Carlson: "If you can get somebody to run it for $2 a mile, you have a nice day."
Normally, this broker had been a good one to work with, according to Carlson. But he wondered whether the power a generally softening market lends a buyer of transportation might be going to the heads of more than one, and a great deal more quickly than justified, given the obvious high-cost environment.
"Do you realize Regal's fuel surcharge for contracted van freight is about a dollar a mile" alone? Carlson said. He then invoked the notion I haven't heard since those early days of the COVID-19 pandemic, when independent owner-ops and small fleet owners alleged "reverse price gouging" on the part of too many brokers chasing rates to the bottom when freight suffered its very real collapse in April and May of 2020:
"I think the brokers are gouging us," or at least trying their hands at it, Carlson said.
In the aftermath of his broken-down negotiation, in conversation with Regal dispatch, Carlson learned the broker had actually called company headquarters to ask, "Can that driver really tell me no?"
The answer, of course, was yes, and Carlson urges owners and operators with negotiation control to use the power they have with that simple word, no, to "hold the line" on profitability. Not to say he's all that sanguine about the prospects of that happening universally. "I hope this turns around," he said, but the large numbers of new carriers in the spot market worries him. "No cheap freight is a hard line to hold" when life and death of the business is at stake.

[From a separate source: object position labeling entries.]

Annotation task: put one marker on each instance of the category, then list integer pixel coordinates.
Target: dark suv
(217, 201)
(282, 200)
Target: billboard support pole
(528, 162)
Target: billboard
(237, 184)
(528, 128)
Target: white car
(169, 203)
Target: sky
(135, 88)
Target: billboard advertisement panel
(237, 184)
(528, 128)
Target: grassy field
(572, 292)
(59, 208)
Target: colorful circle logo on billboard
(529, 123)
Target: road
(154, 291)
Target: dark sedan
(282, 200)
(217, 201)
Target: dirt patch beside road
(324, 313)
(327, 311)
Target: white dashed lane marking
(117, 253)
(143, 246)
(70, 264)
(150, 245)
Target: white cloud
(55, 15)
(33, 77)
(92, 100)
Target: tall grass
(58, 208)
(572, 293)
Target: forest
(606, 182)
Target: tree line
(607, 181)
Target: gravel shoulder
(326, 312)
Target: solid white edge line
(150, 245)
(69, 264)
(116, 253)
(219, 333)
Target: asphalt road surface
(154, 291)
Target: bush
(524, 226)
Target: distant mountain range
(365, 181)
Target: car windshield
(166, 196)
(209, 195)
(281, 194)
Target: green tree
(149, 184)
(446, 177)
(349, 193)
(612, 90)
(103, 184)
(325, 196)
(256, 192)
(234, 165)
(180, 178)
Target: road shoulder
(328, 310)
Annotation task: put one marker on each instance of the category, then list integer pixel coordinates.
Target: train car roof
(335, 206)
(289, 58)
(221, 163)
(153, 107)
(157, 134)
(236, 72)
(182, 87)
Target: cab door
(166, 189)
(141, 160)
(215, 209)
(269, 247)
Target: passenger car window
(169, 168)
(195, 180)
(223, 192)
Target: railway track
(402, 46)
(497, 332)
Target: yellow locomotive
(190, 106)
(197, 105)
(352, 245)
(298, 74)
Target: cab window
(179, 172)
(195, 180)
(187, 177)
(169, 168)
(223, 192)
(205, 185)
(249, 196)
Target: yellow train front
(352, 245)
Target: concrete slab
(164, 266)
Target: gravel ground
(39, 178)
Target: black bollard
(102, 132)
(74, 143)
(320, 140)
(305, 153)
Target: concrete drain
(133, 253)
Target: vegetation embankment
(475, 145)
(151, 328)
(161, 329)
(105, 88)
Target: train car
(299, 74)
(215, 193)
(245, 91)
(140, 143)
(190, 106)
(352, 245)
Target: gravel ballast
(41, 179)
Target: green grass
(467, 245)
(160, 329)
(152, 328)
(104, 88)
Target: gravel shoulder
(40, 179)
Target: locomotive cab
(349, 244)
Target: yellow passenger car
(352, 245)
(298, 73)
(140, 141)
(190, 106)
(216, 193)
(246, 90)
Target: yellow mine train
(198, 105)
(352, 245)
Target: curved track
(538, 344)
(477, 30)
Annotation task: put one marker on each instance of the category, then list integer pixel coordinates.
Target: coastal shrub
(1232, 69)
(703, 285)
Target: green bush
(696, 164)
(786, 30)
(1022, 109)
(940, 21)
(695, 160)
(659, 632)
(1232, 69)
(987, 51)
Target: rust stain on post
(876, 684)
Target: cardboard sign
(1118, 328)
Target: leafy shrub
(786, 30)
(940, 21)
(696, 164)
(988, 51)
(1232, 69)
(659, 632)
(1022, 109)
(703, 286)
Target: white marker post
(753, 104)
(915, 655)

When it comes to digital freight platforms, too, as Overdrive contributor Gary Buchs has long emphasized, know your costs and resist the "digital nudge" to accept less-than-profitable rates those platforms might well give you as markets turn. As market data inputs -- load-to-truck ratios, average pricing, more -- get worse, rates there may follow -- a hazard of "book now" options Verlen Larsen wrote about yesterday and a known growing pain for "algorithmically priced freight," as it were.
Carlson loves what he does, and has had mixed feelings about a planned August retirement from the road after decades in trucking. Yet looking around at these dynamics, he laughed and said, "in a way I’m glad I’m getting out of the racket."
He'll be keeping his eye out for opportunities to engage with owners, though, not least via the long-running truck show he's helped organize for years now, Class 8 on-the-Lake in Geneva, Ohio. Held outdoors in a bucolic setting on Lake Erie, the daylong event culminates with a lights parade through town to the increasingly huge delight of residents from the area.
If you make it there, introduce yourself to Scott Carlson. You won't be disappointed you did.